Schmoor Claudia, Caputo Angelika, Schumacher Martin
Clinical Trials Center, University Medical Center Freiburg, Freiburg, Germany.
Am J Epidemiol. 2008 May 1;167(9):1120-9. doi: 10.1093/aje/kwn010. Epub 2008 Mar 11.
Although randomized controlled trials are regarded as the gold standard for comparison of treatments, evidence from observational studies is still relevant. To cope with the problem of possible confounding in these studies, investigators need methods for analyzing their results which adjust for confounders and lead to unbiased estimation of the treatment effect. In this paper, the authors describe the main principles of three statistical methods for doing this. The first method is the classical approach of a multiple regression model including the effects of treatment and covariates. This considers the relation between prognostic factors and the outcome variable as a relevant criterion for adjustment. The second method is based on the propensity score, focusing on the relation between prognostic factors and treatment assignment. The third method is an ecologic approach using a grouped treatment variable, which may aid in avoiding confounding by indication. These approaches are applied to a partially randomized trial conducted in 720 German breast cancer patients between 1984 and 1997. The study had a comprehensive cohort study design that included recruitment of patients who had consented to participation but not to randomization because of a preference for one of the treatments.

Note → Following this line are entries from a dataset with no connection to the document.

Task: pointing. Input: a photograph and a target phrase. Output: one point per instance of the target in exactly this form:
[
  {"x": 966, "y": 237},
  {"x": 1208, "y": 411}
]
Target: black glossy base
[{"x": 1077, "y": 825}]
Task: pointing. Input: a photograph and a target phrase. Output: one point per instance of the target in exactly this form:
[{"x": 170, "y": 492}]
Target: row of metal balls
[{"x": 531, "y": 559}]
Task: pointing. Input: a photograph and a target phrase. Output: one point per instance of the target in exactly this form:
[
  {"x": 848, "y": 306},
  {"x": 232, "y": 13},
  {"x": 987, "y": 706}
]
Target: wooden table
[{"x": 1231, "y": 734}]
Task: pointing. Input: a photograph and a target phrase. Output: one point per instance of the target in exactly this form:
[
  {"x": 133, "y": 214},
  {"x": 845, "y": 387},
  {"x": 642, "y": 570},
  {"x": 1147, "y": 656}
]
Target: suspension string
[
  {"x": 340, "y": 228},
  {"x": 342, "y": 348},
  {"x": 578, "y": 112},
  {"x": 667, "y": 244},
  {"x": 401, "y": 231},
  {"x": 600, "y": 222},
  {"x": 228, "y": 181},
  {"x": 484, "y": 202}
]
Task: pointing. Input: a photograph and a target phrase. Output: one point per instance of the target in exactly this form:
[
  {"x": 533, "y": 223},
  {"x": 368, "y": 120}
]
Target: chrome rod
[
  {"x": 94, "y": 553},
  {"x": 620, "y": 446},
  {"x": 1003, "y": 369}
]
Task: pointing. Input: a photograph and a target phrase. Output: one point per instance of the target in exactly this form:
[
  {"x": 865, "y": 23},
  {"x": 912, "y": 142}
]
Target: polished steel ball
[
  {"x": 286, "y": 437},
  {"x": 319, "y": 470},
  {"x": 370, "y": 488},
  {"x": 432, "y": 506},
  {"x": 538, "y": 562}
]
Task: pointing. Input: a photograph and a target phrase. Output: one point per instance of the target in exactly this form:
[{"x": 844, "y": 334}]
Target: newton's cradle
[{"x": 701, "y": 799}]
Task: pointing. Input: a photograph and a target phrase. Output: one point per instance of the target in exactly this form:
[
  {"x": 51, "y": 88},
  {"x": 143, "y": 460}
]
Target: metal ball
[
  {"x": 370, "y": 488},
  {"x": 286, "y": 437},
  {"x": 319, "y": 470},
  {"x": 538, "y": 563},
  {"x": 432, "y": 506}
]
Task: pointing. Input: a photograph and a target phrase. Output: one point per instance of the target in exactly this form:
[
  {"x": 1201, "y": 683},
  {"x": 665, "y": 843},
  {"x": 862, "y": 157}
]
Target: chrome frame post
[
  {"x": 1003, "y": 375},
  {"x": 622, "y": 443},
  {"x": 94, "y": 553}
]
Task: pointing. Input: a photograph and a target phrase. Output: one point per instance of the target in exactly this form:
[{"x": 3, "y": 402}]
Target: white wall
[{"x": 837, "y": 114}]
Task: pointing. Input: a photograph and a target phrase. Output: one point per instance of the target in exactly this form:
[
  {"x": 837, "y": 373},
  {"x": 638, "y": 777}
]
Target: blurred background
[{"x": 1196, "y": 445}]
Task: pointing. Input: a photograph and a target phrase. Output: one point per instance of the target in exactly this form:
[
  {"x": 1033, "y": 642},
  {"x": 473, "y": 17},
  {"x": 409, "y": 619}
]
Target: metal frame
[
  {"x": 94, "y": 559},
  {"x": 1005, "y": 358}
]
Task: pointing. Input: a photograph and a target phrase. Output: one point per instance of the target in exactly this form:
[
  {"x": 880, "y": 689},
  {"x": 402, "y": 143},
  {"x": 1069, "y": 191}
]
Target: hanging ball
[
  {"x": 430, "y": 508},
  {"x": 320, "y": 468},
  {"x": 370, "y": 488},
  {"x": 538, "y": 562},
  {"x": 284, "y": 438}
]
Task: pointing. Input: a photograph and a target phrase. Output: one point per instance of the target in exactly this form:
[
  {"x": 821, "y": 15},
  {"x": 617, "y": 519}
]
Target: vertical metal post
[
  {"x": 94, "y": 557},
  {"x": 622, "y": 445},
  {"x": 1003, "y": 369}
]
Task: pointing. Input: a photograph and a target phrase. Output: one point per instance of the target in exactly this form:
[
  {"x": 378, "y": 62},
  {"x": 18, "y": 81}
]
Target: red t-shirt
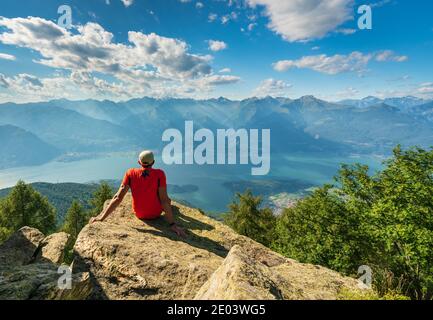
[{"x": 144, "y": 184}]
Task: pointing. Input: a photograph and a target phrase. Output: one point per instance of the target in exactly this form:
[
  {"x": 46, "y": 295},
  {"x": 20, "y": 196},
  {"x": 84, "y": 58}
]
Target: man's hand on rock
[
  {"x": 95, "y": 219},
  {"x": 178, "y": 230}
]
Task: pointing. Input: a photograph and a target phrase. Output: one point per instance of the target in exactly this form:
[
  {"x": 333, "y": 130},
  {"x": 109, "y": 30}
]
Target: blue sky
[{"x": 121, "y": 49}]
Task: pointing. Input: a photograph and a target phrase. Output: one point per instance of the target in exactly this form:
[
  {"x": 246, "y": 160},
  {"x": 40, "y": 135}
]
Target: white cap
[{"x": 146, "y": 157}]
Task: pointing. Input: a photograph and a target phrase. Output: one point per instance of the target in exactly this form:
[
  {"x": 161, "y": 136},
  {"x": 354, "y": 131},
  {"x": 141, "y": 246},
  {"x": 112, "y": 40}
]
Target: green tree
[
  {"x": 248, "y": 219},
  {"x": 75, "y": 220},
  {"x": 100, "y": 196},
  {"x": 383, "y": 220},
  {"x": 25, "y": 207}
]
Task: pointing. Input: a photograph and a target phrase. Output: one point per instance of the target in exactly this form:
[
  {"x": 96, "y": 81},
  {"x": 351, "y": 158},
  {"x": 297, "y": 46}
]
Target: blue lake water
[{"x": 212, "y": 196}]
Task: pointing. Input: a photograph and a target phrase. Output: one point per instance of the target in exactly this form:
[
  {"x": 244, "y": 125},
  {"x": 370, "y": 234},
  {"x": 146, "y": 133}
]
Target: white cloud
[
  {"x": 305, "y": 20},
  {"x": 228, "y": 17},
  {"x": 212, "y": 17},
  {"x": 251, "y": 26},
  {"x": 127, "y": 3},
  {"x": 272, "y": 87},
  {"x": 6, "y": 56},
  {"x": 216, "y": 45},
  {"x": 346, "y": 31},
  {"x": 217, "y": 80},
  {"x": 353, "y": 62},
  {"x": 389, "y": 55},
  {"x": 148, "y": 64},
  {"x": 426, "y": 88},
  {"x": 347, "y": 93},
  {"x": 225, "y": 70}
]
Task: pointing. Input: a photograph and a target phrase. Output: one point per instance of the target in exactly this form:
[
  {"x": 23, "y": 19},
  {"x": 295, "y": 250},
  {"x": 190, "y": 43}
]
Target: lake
[{"x": 212, "y": 195}]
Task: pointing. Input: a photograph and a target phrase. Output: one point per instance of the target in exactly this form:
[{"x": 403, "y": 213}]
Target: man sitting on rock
[{"x": 149, "y": 193}]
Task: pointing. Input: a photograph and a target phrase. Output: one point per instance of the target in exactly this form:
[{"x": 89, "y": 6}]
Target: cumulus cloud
[
  {"x": 389, "y": 55},
  {"x": 217, "y": 80},
  {"x": 225, "y": 70},
  {"x": 353, "y": 62},
  {"x": 6, "y": 56},
  {"x": 305, "y": 20},
  {"x": 272, "y": 87},
  {"x": 127, "y": 3},
  {"x": 426, "y": 88},
  {"x": 148, "y": 64},
  {"x": 216, "y": 45}
]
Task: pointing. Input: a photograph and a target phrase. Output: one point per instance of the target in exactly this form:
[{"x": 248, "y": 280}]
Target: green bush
[
  {"x": 248, "y": 219},
  {"x": 25, "y": 207},
  {"x": 383, "y": 220}
]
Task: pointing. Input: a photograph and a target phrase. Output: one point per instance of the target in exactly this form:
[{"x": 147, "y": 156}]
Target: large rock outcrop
[
  {"x": 131, "y": 259},
  {"x": 29, "y": 268}
]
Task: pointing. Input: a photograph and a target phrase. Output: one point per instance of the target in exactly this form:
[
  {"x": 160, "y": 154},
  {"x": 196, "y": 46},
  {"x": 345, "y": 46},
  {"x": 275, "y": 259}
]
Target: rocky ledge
[
  {"x": 29, "y": 268},
  {"x": 130, "y": 259}
]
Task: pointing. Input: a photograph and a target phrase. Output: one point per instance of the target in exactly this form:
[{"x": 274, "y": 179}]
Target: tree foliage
[
  {"x": 383, "y": 220},
  {"x": 100, "y": 196},
  {"x": 247, "y": 218},
  {"x": 25, "y": 207}
]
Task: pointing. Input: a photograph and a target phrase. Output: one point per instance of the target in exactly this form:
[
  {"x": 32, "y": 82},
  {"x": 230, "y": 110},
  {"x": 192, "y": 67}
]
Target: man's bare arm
[
  {"x": 166, "y": 206},
  {"x": 117, "y": 199}
]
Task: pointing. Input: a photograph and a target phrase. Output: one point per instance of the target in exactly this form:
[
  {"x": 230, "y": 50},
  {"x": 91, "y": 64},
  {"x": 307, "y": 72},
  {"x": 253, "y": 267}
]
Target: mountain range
[{"x": 41, "y": 131}]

This design offers a unique opportunity to contrast results from the nonrandomized portion of a study with those for a randomized subcohort as a reference.

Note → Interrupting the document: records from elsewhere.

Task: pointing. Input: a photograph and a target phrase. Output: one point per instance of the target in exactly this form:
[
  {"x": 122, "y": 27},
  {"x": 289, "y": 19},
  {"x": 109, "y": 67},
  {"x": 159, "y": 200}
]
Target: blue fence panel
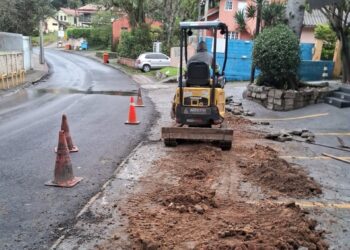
[
  {"x": 312, "y": 70},
  {"x": 306, "y": 51},
  {"x": 239, "y": 61}
]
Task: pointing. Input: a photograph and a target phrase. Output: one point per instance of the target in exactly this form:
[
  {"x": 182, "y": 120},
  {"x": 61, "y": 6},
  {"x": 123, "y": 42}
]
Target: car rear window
[
  {"x": 161, "y": 56},
  {"x": 151, "y": 56}
]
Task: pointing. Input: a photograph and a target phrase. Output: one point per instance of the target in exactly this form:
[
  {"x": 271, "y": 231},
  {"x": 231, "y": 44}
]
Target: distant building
[
  {"x": 122, "y": 23},
  {"x": 86, "y": 12},
  {"x": 311, "y": 20},
  {"x": 80, "y": 17},
  {"x": 224, "y": 10},
  {"x": 53, "y": 25}
]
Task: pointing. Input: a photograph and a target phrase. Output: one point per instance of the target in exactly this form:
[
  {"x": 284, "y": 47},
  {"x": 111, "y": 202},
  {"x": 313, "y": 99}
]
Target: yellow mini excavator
[{"x": 199, "y": 102}]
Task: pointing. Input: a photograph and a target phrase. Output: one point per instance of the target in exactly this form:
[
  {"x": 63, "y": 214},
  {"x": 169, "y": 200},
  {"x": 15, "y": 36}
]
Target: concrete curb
[
  {"x": 98, "y": 60},
  {"x": 28, "y": 83},
  {"x": 113, "y": 66}
]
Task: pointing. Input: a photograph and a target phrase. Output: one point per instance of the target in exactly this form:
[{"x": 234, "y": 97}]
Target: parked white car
[{"x": 150, "y": 60}]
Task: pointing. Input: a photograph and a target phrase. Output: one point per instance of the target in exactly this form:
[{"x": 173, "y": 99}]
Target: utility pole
[
  {"x": 42, "y": 58},
  {"x": 206, "y": 8}
]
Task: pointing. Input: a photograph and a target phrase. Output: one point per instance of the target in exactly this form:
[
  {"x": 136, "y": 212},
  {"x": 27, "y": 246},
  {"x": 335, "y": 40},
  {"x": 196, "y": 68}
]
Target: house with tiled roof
[
  {"x": 68, "y": 16},
  {"x": 77, "y": 17},
  {"x": 311, "y": 20},
  {"x": 86, "y": 12}
]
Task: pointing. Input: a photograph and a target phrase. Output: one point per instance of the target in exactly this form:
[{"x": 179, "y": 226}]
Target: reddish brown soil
[
  {"x": 262, "y": 166},
  {"x": 191, "y": 200}
]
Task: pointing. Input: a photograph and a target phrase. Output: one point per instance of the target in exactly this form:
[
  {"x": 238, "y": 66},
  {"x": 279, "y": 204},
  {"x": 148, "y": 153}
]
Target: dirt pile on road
[
  {"x": 189, "y": 214},
  {"x": 191, "y": 200},
  {"x": 262, "y": 166}
]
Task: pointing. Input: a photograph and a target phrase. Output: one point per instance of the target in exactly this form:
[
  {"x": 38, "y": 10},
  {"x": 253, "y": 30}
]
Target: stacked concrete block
[{"x": 284, "y": 100}]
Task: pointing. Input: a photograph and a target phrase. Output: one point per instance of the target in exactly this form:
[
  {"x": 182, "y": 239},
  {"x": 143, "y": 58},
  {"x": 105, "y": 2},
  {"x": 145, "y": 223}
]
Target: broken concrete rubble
[
  {"x": 285, "y": 100},
  {"x": 283, "y": 136}
]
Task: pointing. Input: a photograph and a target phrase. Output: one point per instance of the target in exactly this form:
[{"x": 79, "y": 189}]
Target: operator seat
[{"x": 198, "y": 75}]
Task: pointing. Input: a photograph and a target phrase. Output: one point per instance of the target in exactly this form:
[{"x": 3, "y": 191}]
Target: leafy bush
[
  {"x": 327, "y": 35},
  {"x": 99, "y": 37},
  {"x": 78, "y": 32},
  {"x": 132, "y": 44},
  {"x": 276, "y": 54}
]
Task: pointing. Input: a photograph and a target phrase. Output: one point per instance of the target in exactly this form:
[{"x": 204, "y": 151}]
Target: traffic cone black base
[
  {"x": 139, "y": 102},
  {"x": 132, "y": 120},
  {"x": 67, "y": 184},
  {"x": 63, "y": 173},
  {"x": 73, "y": 150}
]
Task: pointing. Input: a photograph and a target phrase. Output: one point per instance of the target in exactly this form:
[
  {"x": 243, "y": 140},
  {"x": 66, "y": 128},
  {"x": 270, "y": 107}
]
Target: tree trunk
[
  {"x": 345, "y": 56},
  {"x": 257, "y": 31},
  {"x": 295, "y": 14}
]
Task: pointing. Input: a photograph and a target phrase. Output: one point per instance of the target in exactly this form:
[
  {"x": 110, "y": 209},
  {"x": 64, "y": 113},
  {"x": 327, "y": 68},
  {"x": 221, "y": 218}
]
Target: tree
[
  {"x": 295, "y": 10},
  {"x": 276, "y": 54},
  {"x": 23, "y": 16},
  {"x": 135, "y": 9},
  {"x": 338, "y": 15},
  {"x": 262, "y": 10},
  {"x": 327, "y": 35}
]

尽管随机对照试验被视为治疗比较的金标准,但观察性研究的证据仍然具有相关性。为了应对这些研究中可能存在的混杂问题,研究人员需要能够分析结果的方法,这些方法要对混杂因素进行调整,并能无偏估计治疗效果。在本文中,作者描述了三种用于此目的的统计方法的主要原理。第一种方法是多元回归模型的经典方法,包括治疗和协变量的效应。这将预后因素与结果变量之间的关系视为调整的相关标准。第二种方法基于倾向得分,侧重于预后因素与治疗分配之间的关系。第三种方法是一种生态方法,使用分组治疗变量,这可能有助于避免指征性混杂。这些方法应用于1984年至1997年间在720名德国乳腺癌患者中进行的一项部分随机试验。该研究采用了全面的队列研究设计,包括招募那些因偏爱其中一种治疗方法而同意参与但不同意随机分组的患者。这种设计提供了一个独特的机会,将研究中非随机部分的结果与作为参考的随机子队列的结果进行对比。